For big-ticket items, we usually order through 京东 — another online shopping platform that is a little more expensive but a lot more into genuine brand namery. But recently we’ve been plumbing Taobao for some pretty fun items. Peter collects Marvel Legends figures … and he doesn’t mind if the box has been opened, so he’s found some good deals on figures whose build-a-figure part has been harvested. And I’ve found some fun Korean stationery. I love stationery!

Sometimes there are hiccups, though. We talk about a clever scam we stumbled onto in the video above. So, be safe out there.

Jul 14, 2018

Live stream #4: Baby and dairy news

Also, a lot of bathroom chat

We got our sound working and no lag! But our VPN cranked out at the end, so we had an abrupt departure. But, I think that we’re getting the hang of this live streaming business.

Jul 6, 2018

English names for Chinese kids

And naming myself in Chinese

The way this video came together … well, originally I had intended it to be a short. Peter was encouraging me to film my thoughts on my way to and from work with my cellphone, straight-up vlogger style. So one day on my way home for lunch, I filmed the first piece (which I think appears third above; it’s the bit with the gray T-shirt, about the process of giving out names to my students). But this led to more and more thoughts, so I kept adding pieces. It turns out, I have a lot of thoughts about names.

It can be a fraught topic. I have had students decline to take an English name; for whatever reason, they don’t want one. Which I can understand. As a kid, I didn’t like it when people made nicknames out of my given name — everyone has a preference of how they’d like to be addressed, and I try to respect that. It’s much easier now that I have a little more Chinese, but also that my class sizes are no longer 60+ kids. If one out of eight wants to be called by their Chinese name, I can make that happen.

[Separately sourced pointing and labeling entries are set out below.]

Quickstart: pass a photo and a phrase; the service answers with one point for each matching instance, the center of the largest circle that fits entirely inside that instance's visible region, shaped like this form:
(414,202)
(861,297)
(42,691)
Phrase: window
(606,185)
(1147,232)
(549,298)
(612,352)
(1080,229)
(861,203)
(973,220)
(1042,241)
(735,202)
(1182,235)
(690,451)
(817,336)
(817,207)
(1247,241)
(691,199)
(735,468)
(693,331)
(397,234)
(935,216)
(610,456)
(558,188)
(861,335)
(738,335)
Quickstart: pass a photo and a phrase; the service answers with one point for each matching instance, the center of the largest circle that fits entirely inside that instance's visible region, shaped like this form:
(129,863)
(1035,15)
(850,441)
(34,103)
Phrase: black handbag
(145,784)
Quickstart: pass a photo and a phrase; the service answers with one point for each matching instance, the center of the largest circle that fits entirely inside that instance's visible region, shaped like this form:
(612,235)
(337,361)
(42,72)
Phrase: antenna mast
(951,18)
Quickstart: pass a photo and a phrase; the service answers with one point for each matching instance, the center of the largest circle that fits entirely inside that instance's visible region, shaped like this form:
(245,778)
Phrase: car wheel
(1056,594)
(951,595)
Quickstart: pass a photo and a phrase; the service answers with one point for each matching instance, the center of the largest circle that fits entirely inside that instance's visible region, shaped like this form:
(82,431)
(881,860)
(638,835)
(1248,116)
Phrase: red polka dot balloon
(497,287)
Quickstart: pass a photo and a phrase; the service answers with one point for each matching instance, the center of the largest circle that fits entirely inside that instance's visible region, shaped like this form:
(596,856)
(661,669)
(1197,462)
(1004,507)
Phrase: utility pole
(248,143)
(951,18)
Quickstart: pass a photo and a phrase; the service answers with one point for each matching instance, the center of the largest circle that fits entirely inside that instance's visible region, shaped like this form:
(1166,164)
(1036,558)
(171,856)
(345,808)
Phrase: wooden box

It does take me longer to commit their name to memory, but I get there.

Another theme, that only briefly touched on in the video, is that the English name is far from permanent. Our friend Patrick has gone through a few different names in the time we’ve known him as his relationship with English has grown and changed from a high school student tucked away in Luzhou to a citizen of the world who interacts regularly with people from other countries and cultures. I think he’s living in Mexico these days. We also know a couple of students who’ve grown up and chosen to be exclusively called by their Chinese name. For example, I don’t think Curly answers to that name anymore. But that’s all part of the fun of trying out a new identity.